July 8, 1908: Thomas E. Watson, seeking nomination for U.S. President as a member of the Populist Party, spoke at the Nicholas Auditorium at the Ponce de Leon Amusement Park. As a Congressman from Georgia, Watson is best known as the senator who pushed through Rural Free Delivery (RFD) in 1893, which required the U.S. Postal Service to deliver mail to rural farms. He was also a prominent newspaperman, creating the publications Watsons Magazine and The Jeffersonian, and was later vilified for anti-Semitic views expressed during the appeal of factory manager Leo Frank, who was found guilty of murdering employee Mary Phagan. A statue of Watson stands across from the Georgia State Capitol in Park Plaza.
July 19, 1996: The opening ceremony for the Centennial Olympic Games is held in what is now Turner Field.
July 20, 1879: Joel Chandler Harris published his first Uncle Remus story in the Atlanta Constitution. The title was “Story of Mr. Rabbit and Mr.
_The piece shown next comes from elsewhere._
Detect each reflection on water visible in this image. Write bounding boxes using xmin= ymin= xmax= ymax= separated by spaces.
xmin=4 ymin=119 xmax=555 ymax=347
Fox as told by Uncle Remus.” Within months, magazines across the country were reprinting his tales, and after more than 1,000 written requests for a collection, the first Uncle Remus book was published in November, 1880.
July 24, 1985: Former President Jimmy Carter stood in the drizzling rain and shoveled the red clay where the future Japanese garden designed by renowned landscape artist Kinsaku Nakane would be built on the site of the Carter Presidential Library.